We will usher in a new awareness of our structures’ relationship to the sun, particularly here in the coastal desert environment. With business as usual, we could continue to design a moderately dense community with two or maybe three buildings as the key components, rotating them on site as necessary to optimize circulation and yield, but not really changing the “architecture” from face to face. This has gone on for years and years.
However, as we begin to pursue the new holy grail (I say that without cynicism) of “zero footprint”, it will be necessary again to embrace the low-hanging fruit of passive solar design. Why? Well, as the baseline for building energy consumption continues to drop, the first response has been to raise the efficiency of the HVAC and lighting equipment, incorporating higher SEER units, motion sensor light switches, and of course, the ubiquitous swirly fluorescent light bulbs. This, of course, is an awesome step in the right direction.
To catapult to the next step, however, will require much more sensitive building design and siting. The days of using the same look on all elevations is coming to a close. To be blunt, we will never achieve net zero energy consumption if we don’t return to the basics of our dwellings’ relationship to the sun, and how to optimize it for resident comfort and maximum resource stewardship.
You’ve all seen how this is accomplished in sophisticate museums, civic buildings, and perhaps even single-family houses—each of which is typically a simple, four-sided affair where the exposure of each wall to our major passive energy source (the sun) is relatively easy to consider and manipulate. When we place repetitive buildings consisting of multiple units on a site, however, the complexity factor expands logarithmically. Will it really be possible to design individual buildings on a large site in such a manner that each is generally responsive to the azimuth?

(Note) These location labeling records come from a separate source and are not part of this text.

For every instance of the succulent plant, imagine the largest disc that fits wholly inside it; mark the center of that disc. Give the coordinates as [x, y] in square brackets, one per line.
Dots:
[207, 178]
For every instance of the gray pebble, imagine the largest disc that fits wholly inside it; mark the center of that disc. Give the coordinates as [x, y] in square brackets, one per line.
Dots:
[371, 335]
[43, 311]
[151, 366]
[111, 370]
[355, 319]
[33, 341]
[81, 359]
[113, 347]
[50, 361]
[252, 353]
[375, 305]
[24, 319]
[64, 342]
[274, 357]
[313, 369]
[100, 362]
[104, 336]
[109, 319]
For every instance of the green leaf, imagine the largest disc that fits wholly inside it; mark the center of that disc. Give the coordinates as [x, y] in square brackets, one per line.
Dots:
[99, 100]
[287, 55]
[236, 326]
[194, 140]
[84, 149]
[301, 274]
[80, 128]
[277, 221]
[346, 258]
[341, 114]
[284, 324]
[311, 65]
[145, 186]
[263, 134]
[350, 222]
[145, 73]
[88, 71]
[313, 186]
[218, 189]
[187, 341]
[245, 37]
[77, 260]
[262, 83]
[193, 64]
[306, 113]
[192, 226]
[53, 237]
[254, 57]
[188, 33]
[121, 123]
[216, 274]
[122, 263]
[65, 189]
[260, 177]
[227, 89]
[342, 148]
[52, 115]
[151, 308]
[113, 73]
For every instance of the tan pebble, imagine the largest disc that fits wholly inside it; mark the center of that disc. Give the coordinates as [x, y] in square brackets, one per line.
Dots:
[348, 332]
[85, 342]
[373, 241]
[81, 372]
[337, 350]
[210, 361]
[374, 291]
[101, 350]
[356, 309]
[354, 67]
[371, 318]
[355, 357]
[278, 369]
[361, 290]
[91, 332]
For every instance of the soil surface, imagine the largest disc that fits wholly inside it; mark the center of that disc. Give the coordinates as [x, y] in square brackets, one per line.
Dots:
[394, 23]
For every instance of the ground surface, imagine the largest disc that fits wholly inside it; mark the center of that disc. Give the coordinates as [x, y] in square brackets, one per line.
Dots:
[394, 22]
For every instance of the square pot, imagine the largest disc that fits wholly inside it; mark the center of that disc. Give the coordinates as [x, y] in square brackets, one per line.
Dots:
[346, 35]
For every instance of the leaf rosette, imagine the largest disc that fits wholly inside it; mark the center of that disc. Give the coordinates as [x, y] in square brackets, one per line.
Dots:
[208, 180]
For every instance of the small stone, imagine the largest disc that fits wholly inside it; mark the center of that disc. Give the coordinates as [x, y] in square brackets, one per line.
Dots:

The answer is a resounding YES. We must, and we will. The reason is profoundly simple—we must use every trick we know to reduce the buildings’ heating and cooling loads PASSIVELY. Even the simplest building energy modeling programs illustrate that it doesn’t make sense to have the same extent of glazing on the north façade as on the east or west. Sure, we have employed window shading devices selectively where to not do so would roast our residents like so many ants under a magnifying glass. Simply stated, this is a case where if a little is good, a lot is even better.
Architects will need to work harder in the design phase so the gas-and-electric powered climate control systems won’t have to. More building design will be necessary, challenging the inherent efficiencies of the same treatment of each exposure, or the same building rolled out on a property with multiple exposures, all oblivious to the constant energy striking the envelope, which, while seasonal, NEVER CHANGES.
Are you ready for a new era of aggressively passive design?